The Role of Foreign-Western Powers in the Cabinet Crisis of 1964 and Its Aftermath.

Kamuzu-propaganda-300x230One aspect that is quite often ignored or overlooked by many when discussing the advent of the cabinet crisis of 1964 in Malawi, is the role that the foreign-western powers (particularly Britain and USA in collaboration with apartheid South Africa) played from behind the curtains interms of overwhelmingly supporting Dr. Banda in his quest to brutally purge out the dissident cabinet ministers who were viewed to be radical ‘communists’.

In the aftermath of the cabinet crisis of 1964, the foreign-western powers (and apartheid regime) further collaborated with Dr. Banda in his consolidation of power by guaranteeing and providing the security, intelligence and military assistance to crush any threat to his regime besides the financial aid.

Other researchers have written that it is this sort of support that enabled Dr. Banda to last for 30 years in power throughout which the foreign-western powers chose to look the other way while Malawians suffered unspeakable oppression until when the USSR crumbled in 1991 when the western powers suddenly turned against Dr. Banda to side with the masses.

Prof. Stephen Brown in his article: The Transition from a Personal Dictatorship: Democratization and the Legacy of the Past in Malawi provides a proper context as follows:

At independence, unlike many of his African counterparts, Banda did not quickly Africanize the public sector or nationalize the private sector. Because of the absence of a radical or even reformist program (and the fact that whites were allowed to keep their properties and continue their economic activities relatively unimpeded), Britain maintained very close ties with its newly independent former colony, including substantial financial support.

Banda was virulently anti-Communist, supporting US intervention in Vietnam and opposing international recognition of the People’s Republic of China. He also showed no sympathy for national liberation movements in nearby countries, including Rhodesia and South Africa.

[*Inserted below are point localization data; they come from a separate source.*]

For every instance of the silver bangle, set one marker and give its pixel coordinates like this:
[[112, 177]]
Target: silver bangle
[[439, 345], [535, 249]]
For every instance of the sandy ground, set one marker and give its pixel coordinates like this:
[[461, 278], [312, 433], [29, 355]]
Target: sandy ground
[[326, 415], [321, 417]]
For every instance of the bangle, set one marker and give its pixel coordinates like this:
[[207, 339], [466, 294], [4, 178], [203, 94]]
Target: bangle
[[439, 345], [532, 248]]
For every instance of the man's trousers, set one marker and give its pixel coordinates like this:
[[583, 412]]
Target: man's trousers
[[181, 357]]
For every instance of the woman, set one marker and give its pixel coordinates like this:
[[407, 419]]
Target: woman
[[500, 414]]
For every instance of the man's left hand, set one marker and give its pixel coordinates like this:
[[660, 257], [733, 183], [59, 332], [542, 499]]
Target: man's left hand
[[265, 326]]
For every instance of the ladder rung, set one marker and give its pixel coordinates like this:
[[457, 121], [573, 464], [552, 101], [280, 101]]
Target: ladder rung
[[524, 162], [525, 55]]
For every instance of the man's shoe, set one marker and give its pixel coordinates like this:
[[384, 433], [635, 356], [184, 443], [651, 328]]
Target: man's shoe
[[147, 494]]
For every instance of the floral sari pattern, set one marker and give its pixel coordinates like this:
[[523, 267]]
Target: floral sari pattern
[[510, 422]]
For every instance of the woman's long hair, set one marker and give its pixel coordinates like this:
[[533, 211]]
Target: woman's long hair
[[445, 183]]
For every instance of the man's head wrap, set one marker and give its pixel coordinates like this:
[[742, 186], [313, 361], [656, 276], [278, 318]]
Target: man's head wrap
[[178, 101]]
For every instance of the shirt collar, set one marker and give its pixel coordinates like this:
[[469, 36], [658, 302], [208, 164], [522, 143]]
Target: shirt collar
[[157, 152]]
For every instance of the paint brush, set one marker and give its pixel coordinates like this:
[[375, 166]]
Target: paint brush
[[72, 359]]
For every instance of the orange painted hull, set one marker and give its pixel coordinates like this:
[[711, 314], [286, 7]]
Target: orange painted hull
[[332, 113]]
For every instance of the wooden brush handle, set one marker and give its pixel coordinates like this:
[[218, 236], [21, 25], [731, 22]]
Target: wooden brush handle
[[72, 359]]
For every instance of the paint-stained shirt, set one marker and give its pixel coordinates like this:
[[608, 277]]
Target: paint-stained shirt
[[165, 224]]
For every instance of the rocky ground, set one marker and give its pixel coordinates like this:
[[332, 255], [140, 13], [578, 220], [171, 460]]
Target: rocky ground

The concentration of power in Banda’s hands displeased his fellow political elites.Within a couple of months (after Independence), a confrontation occurred between Banda and his more left-leaning ministers. Though the disagreement was ostensibly about relatively minor policy matters, such as the pace of indigenization, the underlying issue was Banda’s role in setting policy or more precisely the nature of participation in decision-making.

Donors rewarded his pro-Western foreign policy generously and remained silent on the massive inequality and injustices that characterized the country.

When Prime Minister Margaret Thatcher visited Malawi in 1989, despite being an avid promoter of human rights in Eastern Europe, she ignored the massive rights violations in Malawi and even promised to increase foreign aid (Lwanda 1993: 161). The Bush (Senior) administration praised Malawi for being a “reliable partner” in the region (New York Times, April 3, 1990). Malawi retained World Bank and IMF support, despite evidence since the early 1980s of economic mismanagement.